There are numerous types of pumps and pump impellers described in the literature for this purpose, but all suffer from certain disadvantages. Most importantly, both involve clogging and inefficiency problems.

Sewage contains many types of sewage, the amount and composition of which depend on the type of area where the sewage is discharged and the season of discharge. In urban areas, plastics, hygiene articles, textiles, etc. are most prevalent; whereas in industrial areas wear resistant particles may be discharged. Experience has shown that the worst problem is rags and the like, which stick to the leading edge of the blade and which are then wound around the hub of the impeller. Such events result in frequent maintenance and reduced efficiency of use.
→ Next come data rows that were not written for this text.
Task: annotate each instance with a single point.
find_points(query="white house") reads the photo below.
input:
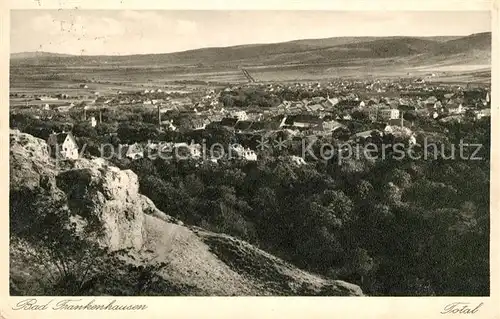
(188, 150)
(63, 146)
(245, 153)
(412, 140)
(297, 160)
(134, 151)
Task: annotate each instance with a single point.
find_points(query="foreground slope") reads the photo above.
(206, 262)
(323, 51)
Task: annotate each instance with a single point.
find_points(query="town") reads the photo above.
(244, 115)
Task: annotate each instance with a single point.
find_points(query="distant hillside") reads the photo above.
(38, 54)
(315, 51)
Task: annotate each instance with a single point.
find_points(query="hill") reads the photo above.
(199, 262)
(300, 51)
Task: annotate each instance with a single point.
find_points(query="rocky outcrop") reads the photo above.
(104, 195)
(30, 164)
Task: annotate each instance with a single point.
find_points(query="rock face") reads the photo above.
(213, 264)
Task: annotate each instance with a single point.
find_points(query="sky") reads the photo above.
(122, 32)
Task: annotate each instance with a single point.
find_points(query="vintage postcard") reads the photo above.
(341, 151)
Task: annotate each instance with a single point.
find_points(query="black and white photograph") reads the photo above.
(249, 153)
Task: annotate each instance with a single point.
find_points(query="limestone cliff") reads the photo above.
(215, 264)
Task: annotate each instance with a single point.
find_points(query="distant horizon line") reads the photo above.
(248, 44)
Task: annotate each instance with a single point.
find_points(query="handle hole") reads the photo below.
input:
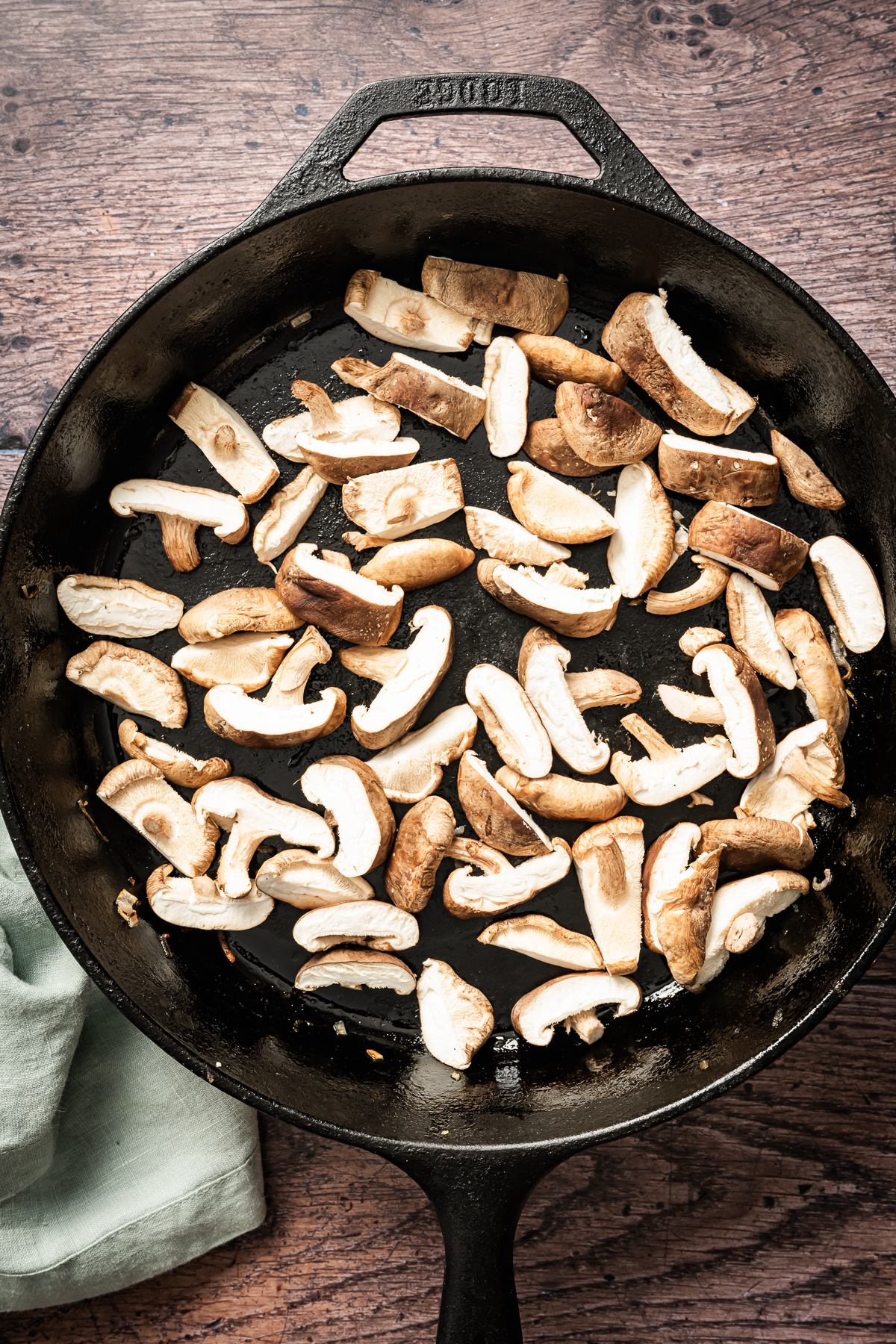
(470, 141)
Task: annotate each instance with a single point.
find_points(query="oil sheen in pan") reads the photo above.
(642, 645)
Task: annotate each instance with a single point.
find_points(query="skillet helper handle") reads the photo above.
(625, 174)
(479, 1199)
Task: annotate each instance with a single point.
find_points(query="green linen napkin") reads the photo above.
(116, 1162)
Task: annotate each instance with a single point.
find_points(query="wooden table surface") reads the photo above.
(131, 134)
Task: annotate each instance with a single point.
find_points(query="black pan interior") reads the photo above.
(228, 324)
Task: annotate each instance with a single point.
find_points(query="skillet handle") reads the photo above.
(625, 174)
(479, 1198)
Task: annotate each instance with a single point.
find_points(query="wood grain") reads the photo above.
(129, 134)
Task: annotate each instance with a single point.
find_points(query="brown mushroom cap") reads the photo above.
(756, 843)
(418, 564)
(140, 794)
(640, 549)
(234, 611)
(555, 361)
(544, 940)
(554, 510)
(423, 836)
(176, 766)
(511, 297)
(563, 799)
(418, 388)
(494, 813)
(336, 600)
(132, 679)
(603, 429)
(574, 612)
(805, 638)
(805, 482)
(547, 445)
(766, 553)
(709, 472)
(122, 609)
(656, 354)
(455, 1018)
(356, 968)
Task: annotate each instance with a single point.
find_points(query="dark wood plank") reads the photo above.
(134, 134)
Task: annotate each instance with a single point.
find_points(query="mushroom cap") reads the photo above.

In agriculture and the pulp industry, special pumps of various types are used, which should be able to handle straw, grass, leaves and other various organic materials. To this end, the leading edge of the blade is swept back so that dirt is transported outwardly to the outer periphery of the blade without adhering to the leading edge. Various types of shredding methods are used to cut these materials so that they flow more smoothly. Examples are listed in patent documents SE-435952, SE-375831 and US-4347035.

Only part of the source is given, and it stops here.